CODOVILA
Al salir de Santiago supe que Vittorio Codovila quería conversar conmigo. Fui a verlo. Siempre mantuve una buena amistad con él. Hasta su muerte.
Codovila había sido un representante de la III Internacional y tenía todos los defectos de la época. Era personalista, autoritario, y creía poseer siempre la razón. Imponía fácilmente su criterio y entraba en la voluntad de los demás como un cuchillo en la manteca. Llegaba apresuradamente a las reuniones y daba la sensación de tenerlo ya todo pensado y resuelto. Parecía que escuchaba por cortesía y con cierta impaciencia las opiniones ajenas; luego daba sus instrucciones perentorias. Su capacidad era inmensa, su poder de síntesis era abrumador. Trabajaba sin ningún descanso e imponía ese ritmo a sus compañeros. Siempre me dio la idea de ser una gran máquina del pensamiento político de aquellos tiempos.
Por mí tuvo siempre un sentimiento muy especial de comprensión y deferencia. Este italiano, transmigrado y utilitario en lo civil, era desbordantemente humano, con un profundo sentido artístico que lo hacía comprender los errores, las debilidades en los hombres de la cultura. Esto no le impedía ser implacable —y a veces funesto— en la vida política.

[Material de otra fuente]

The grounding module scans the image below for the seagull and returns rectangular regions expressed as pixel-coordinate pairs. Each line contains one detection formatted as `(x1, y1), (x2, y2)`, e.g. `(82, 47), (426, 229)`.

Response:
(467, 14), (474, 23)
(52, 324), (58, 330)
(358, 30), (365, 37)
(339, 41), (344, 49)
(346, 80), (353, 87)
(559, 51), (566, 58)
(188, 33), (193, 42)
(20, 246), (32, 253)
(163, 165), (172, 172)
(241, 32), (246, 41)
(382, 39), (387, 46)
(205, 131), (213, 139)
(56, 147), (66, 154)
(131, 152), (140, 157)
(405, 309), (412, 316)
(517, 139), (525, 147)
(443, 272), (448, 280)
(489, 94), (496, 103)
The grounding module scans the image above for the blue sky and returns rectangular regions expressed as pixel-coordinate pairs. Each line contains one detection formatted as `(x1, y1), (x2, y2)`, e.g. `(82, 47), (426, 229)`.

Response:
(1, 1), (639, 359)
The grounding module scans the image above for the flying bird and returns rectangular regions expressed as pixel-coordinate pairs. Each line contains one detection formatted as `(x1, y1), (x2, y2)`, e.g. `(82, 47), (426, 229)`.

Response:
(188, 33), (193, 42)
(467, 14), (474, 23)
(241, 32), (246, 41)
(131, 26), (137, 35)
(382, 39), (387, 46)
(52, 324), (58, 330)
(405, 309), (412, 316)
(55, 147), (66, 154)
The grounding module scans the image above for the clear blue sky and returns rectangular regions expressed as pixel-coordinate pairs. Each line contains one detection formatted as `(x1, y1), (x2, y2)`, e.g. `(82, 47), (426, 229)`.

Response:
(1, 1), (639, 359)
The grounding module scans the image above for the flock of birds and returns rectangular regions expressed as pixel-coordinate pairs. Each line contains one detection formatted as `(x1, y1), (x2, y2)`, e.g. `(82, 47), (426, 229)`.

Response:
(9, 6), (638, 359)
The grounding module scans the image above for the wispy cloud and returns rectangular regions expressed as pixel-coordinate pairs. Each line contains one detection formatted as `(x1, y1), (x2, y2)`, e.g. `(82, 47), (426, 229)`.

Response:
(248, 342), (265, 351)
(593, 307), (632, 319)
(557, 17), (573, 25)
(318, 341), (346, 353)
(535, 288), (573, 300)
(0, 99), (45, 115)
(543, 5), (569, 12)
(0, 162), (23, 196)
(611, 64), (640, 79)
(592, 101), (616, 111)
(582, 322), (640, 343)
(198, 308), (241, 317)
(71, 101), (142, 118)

Estaba preocupado, me dijo, por la incomprensión de Prestes ante la dictadura peronista. Codovila pensaba que Perón y su movimiento eran una prolongación del fascismo europeo. Ningún antifascista podía aceptar pasivamente el crecimiento de Perón ni sus repetidas acciones represivas. Codovila y el partido comunista argentino pensaban en ese momento que la única respuesta a Perón era la insurrección.
Codovila quería que yo hablara del tema con Prestes. No se trata de una misión, me dijo; pero lo sentí preocupado dentro de esa seguridad en sí mismo que lo caracterizaba.
Después del mitin de Pacaembú conversé largamente con Prestes. No se podía encontrar dos hombres más diferentes, más antípodas. El italoargentino, voluminoso y rebosante, pareció siempre ocupar toda la habitación, toda la mesa, todo el ambiente. Prestes, esmirriado y ascético, parecía tan frágil que una ventolera podía llevárselo por la ventana.
Sin embargo, encontré que detrás de las apariencias los dos hombres eran tan duros el uno como el otro.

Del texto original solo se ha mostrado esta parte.